と言うことで、Bunkamuraザ・ミュージアム「神聖ローマ皇帝ルドルフ2世の驚異の世界展」を観た感想をサクッと(^^ゞ
ルドルフ2世がプラハ城(フラッチャニ城)に収集展示した驚異の世界を紹介する展覧会ではあるが、去年の「アルチンボルド展」の続きのような気分で観てしまった(汗)。もちろん、サーフェリーとかスプランガーとかヤン・ブリューゲル作品等にも目が惹かれたし、天文学や錬金術にまで及ぶ広大でめくるめく趣味世界の面白さも了解された。でもね、やはり私的にはアルチンボルド《ウェルトゥムヌスとしての皇帝ルドルフ2世像》が今回のハイライトだったような気がするのだ
ジュゼッペ・アルチンボルド《ウェルトゥムヌスとしての皇帝ルドルフ2世像》(1591年)スコークロステル城
画面の保存状態は決して良くはないが、アルチンボルドの秀逸な寄せ絵構成力と、個々の静物描力の見事な冴え具合を目にすると、彼の一番の傑作と言っても良いかもしれないと思う。頭を飾る葡萄や麦の質感、洋梨鼻に丸々とした林檎のほっぺ。ハプスブルグ家特有のしゃくれ顎を隠す髭の毬栗など💦。更に、野菜の胸部を飾る花々の瑞々しさなどヤン・ブリューゲルにも負けてはいない。それに、何よりもルドルフ2世に似ており、観る者にも確かにその威厳が伝わってくるのだから(・・;
ちなみに今回の展覧会には若き日のルドルフ2世の肖像も展示されており、壮年のでっぷりした肖像(すみません💦)しか知らなかったので目新しく観てしまった。
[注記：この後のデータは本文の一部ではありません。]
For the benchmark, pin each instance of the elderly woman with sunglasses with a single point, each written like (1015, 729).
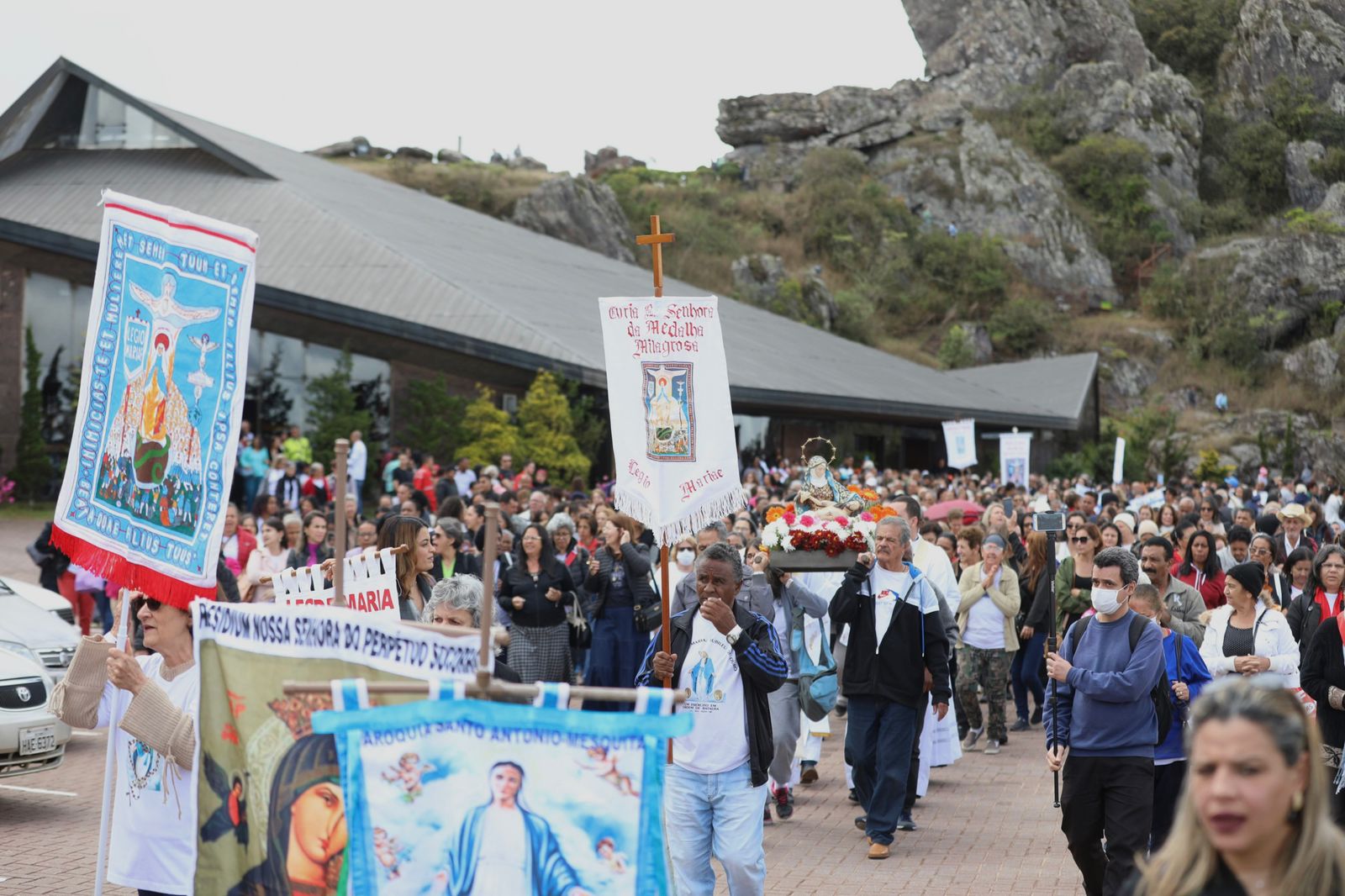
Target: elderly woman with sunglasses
(154, 837)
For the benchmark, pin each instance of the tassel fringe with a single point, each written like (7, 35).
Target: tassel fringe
(716, 505)
(127, 573)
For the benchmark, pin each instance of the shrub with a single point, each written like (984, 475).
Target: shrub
(1021, 326)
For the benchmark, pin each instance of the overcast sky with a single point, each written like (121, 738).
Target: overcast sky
(553, 77)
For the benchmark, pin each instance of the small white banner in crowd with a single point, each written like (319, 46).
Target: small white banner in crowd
(667, 387)
(370, 586)
(1015, 452)
(961, 440)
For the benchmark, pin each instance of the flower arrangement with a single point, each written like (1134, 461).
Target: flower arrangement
(790, 530)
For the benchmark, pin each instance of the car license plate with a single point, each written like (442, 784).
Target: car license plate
(37, 741)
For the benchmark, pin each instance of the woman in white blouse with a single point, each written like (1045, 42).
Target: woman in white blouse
(1247, 636)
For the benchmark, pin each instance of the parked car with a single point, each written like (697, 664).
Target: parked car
(31, 739)
(49, 600)
(24, 623)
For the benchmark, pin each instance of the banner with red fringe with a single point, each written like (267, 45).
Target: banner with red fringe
(147, 482)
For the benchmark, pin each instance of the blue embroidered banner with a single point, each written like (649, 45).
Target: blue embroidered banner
(457, 795)
(161, 400)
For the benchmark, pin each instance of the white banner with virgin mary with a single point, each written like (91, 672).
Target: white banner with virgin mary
(667, 387)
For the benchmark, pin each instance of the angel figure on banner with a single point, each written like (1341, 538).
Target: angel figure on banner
(820, 494)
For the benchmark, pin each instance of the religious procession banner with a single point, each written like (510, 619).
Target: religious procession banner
(148, 475)
(1015, 454)
(370, 586)
(271, 810)
(667, 385)
(467, 797)
(959, 436)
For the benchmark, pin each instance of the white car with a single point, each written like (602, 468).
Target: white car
(24, 623)
(49, 600)
(31, 739)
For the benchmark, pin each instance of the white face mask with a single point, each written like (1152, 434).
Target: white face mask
(1106, 600)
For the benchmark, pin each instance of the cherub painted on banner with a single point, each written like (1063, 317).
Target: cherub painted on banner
(669, 412)
(151, 465)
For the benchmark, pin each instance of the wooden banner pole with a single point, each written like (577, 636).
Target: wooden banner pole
(490, 552)
(340, 573)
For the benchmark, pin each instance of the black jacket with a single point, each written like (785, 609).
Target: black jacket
(1322, 669)
(763, 670)
(636, 560)
(537, 613)
(915, 640)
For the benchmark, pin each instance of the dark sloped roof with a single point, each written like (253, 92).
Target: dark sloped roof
(392, 257)
(1062, 383)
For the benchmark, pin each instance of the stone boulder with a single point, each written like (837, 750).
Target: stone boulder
(1316, 362)
(1305, 187)
(607, 161)
(1282, 282)
(1298, 40)
(356, 147)
(986, 185)
(762, 280)
(580, 212)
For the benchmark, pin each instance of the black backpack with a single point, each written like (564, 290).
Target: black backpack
(1158, 694)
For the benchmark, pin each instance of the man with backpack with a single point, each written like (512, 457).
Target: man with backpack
(1109, 712)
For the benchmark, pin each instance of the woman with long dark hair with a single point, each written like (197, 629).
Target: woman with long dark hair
(1200, 568)
(414, 582)
(535, 593)
(1035, 603)
(619, 577)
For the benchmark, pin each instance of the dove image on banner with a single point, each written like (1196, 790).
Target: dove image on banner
(961, 439)
(667, 385)
(1015, 452)
(161, 400)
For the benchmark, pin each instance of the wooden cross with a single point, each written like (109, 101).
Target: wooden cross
(656, 241)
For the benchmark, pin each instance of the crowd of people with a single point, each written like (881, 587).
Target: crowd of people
(1158, 593)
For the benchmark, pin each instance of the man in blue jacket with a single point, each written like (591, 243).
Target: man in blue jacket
(1105, 723)
(898, 650)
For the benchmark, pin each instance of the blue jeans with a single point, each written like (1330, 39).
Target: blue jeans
(1026, 674)
(878, 743)
(719, 814)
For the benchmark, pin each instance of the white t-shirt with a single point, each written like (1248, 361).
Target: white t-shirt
(154, 833)
(719, 741)
(888, 588)
(985, 622)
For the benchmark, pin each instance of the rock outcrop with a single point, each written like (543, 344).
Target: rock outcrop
(582, 212)
(763, 280)
(1302, 40)
(1284, 282)
(607, 161)
(1305, 187)
(982, 55)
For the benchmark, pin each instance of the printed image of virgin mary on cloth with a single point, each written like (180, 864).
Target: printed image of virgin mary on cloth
(504, 849)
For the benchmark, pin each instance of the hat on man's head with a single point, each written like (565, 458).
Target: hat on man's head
(1293, 512)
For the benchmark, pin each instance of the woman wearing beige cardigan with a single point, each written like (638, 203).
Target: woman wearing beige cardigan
(986, 614)
(154, 822)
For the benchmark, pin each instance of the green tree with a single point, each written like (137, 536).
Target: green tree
(488, 430)
(331, 409)
(430, 419)
(33, 467)
(546, 430)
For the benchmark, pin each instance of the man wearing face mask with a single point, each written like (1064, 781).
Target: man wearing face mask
(757, 591)
(1103, 720)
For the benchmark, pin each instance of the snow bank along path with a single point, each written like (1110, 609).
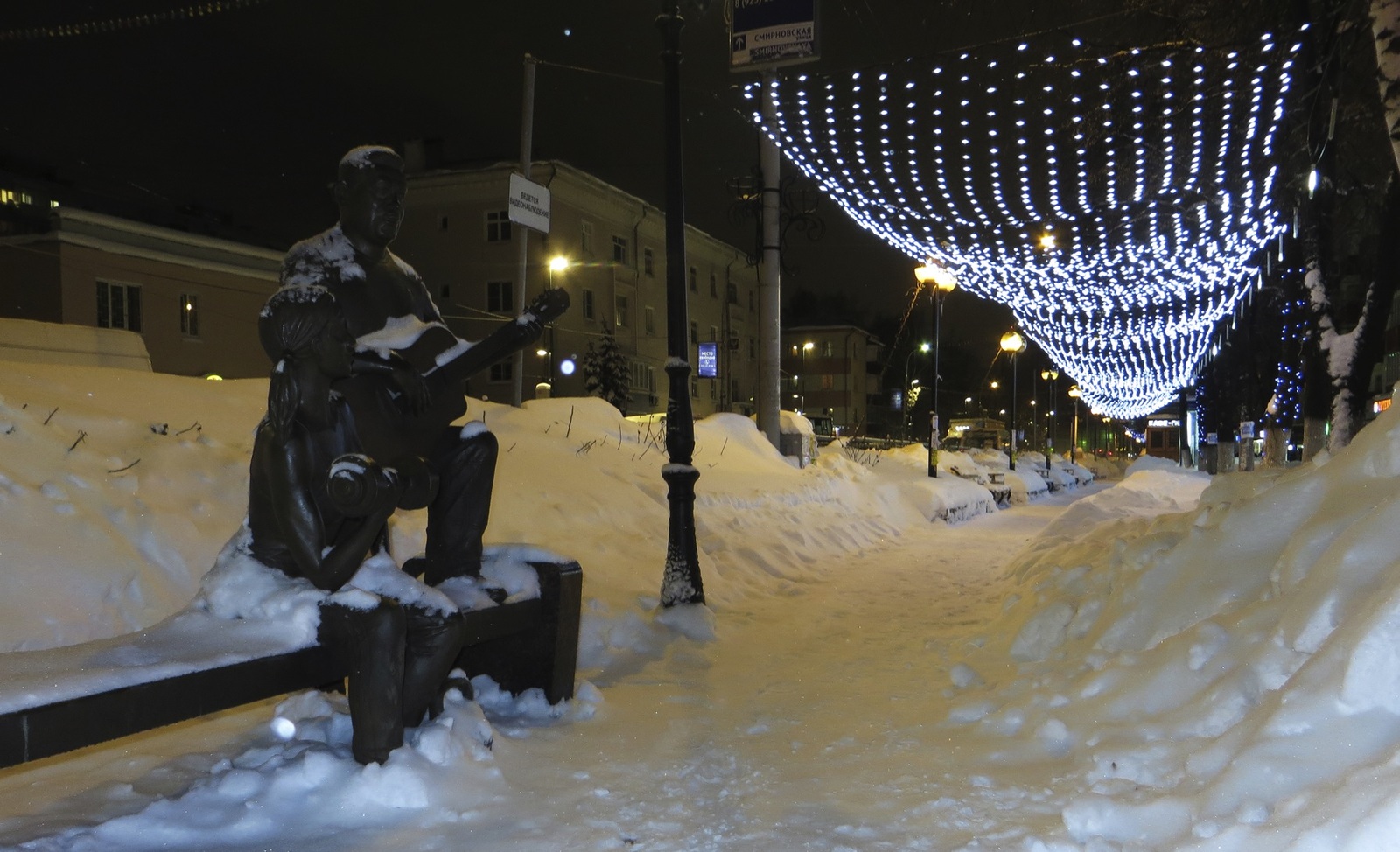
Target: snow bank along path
(1171, 663)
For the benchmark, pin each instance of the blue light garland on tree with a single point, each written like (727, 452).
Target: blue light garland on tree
(1115, 203)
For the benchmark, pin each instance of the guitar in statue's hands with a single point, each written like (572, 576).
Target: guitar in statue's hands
(406, 387)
なるほど…清々しい青年時代もあったのだと…(^^;
それにしても、今回の出展元はプラハ国立美術館やハプスブルグ家と関わり深いエスターハージー財団からの出展の他に、スウェーデンのスコークロステル城からも多く出展されていたのが目を引く。1648年にスウェーデンがプラハを侵略した際、ルドルフ2世のコレクションから多くの作品が持ち去られたのだから...。《ウェルトゥムヌスとしての皇帝ルドルフ2世像》もね。